おあしが 無い
夏目漱石の千円札は、1984年に肖像が採用され、そして2004年11月1日をもって消えた。
とはいってもまだ当分は流通しているので、新券の野口英世がいかにも「パーマをかけた夏目漱石」に見えるのである。
漱石を千円札にすると政府が決めた時、漱石の遺族は喜ばなかったと聞いている。漱石の人となり、名利を求めない信念を考えるならば、おのずとそういう気持ちになるだろうと私も思う。
金銭にまつわる幼少からの体験、その苦しみが小説の背後には常に描かれている。
古いことばで言えば、おあしであろう。新券5千円札の樋口一葉は、次のような名高い歌を詠んでいる。
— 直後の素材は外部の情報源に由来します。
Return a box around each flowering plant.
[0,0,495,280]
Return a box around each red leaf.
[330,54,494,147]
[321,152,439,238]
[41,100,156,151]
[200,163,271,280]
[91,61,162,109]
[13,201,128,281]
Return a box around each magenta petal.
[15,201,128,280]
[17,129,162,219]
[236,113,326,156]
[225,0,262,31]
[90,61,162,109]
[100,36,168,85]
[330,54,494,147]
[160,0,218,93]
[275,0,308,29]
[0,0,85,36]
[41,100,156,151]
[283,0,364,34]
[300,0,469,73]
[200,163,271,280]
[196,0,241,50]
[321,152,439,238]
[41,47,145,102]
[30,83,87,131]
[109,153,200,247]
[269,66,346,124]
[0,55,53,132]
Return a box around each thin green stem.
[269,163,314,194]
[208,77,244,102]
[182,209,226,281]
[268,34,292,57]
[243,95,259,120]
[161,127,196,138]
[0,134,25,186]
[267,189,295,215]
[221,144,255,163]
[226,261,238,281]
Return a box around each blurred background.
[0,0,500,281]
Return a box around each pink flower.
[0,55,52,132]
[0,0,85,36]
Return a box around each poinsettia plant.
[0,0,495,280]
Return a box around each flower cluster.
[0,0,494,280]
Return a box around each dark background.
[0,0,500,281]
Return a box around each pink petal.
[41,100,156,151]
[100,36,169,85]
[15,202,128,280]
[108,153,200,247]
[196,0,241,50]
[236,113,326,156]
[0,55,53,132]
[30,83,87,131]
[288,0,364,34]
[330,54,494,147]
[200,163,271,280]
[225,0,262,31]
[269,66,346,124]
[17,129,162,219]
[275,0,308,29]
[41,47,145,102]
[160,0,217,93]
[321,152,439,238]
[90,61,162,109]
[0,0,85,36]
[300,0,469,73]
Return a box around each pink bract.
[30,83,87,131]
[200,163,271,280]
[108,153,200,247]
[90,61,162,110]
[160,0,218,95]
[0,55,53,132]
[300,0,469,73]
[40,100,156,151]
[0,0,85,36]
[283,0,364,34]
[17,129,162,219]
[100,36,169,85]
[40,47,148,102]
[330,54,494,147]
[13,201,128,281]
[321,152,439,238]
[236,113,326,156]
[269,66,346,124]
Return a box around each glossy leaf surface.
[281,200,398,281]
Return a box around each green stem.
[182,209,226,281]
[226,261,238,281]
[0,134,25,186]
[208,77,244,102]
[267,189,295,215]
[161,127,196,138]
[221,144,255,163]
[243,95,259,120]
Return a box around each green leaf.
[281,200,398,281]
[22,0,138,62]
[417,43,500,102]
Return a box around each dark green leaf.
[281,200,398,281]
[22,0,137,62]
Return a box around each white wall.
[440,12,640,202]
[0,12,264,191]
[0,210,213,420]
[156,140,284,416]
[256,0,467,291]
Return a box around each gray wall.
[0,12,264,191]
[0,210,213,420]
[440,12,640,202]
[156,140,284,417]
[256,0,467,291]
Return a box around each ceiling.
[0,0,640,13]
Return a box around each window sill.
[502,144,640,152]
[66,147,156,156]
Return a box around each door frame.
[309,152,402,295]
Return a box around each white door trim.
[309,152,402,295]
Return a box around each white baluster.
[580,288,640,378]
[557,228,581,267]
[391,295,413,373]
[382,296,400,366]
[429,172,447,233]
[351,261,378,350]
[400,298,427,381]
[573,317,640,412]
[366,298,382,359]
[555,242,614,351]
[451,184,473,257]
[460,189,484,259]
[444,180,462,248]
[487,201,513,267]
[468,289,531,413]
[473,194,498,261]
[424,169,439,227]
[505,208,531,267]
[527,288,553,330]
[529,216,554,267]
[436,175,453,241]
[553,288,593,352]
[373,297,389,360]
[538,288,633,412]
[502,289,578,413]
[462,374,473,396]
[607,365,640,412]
我こそは だるま大師に成りにけれ とぶらはんにもあしなしにして
一葉の26年4月19日の日記。
「だるま大師には足がないのは誰でも知っている。知リ合いが死んだので弔いに行きたいけれども、私は貧乏て、あしのない達磨さんみたいなものだから、香典のおあし、お金がつつめないのです。」
一葉のペンネームもここから出ているという説もあるが、ユーモアとペーソスがにじみ出ている歌である。
24歳の若さで亡くなったこの美しい女性文学者には、あまりにもかなしい貧窮の生活であった。
この歌から、葦の葉に乗った達磨像はみられるだろうかと、私は探してみた。古典の達磨像にはさまざまな形があり、その中に葦の葉の上に乗って海を渡る「葦葉達磨図(ろようだるまず)」があった。
達磨大師は面壁九年。座禅のすがたから足がないことになっているが、この絵ではちゃんとしっかりした足が描かれていて、ほっとした。
今日の画像は、白河市歴史民俗資料館から昨年、転載許諾のメールをいただいていた「葦葉達磨図」である。
阿部正武筆。この方は江戸幕府の老中職を務めた大名だという。おあしには何不自由しなかった筆者であろう。
ここに出典をしるし、謝意を表したい。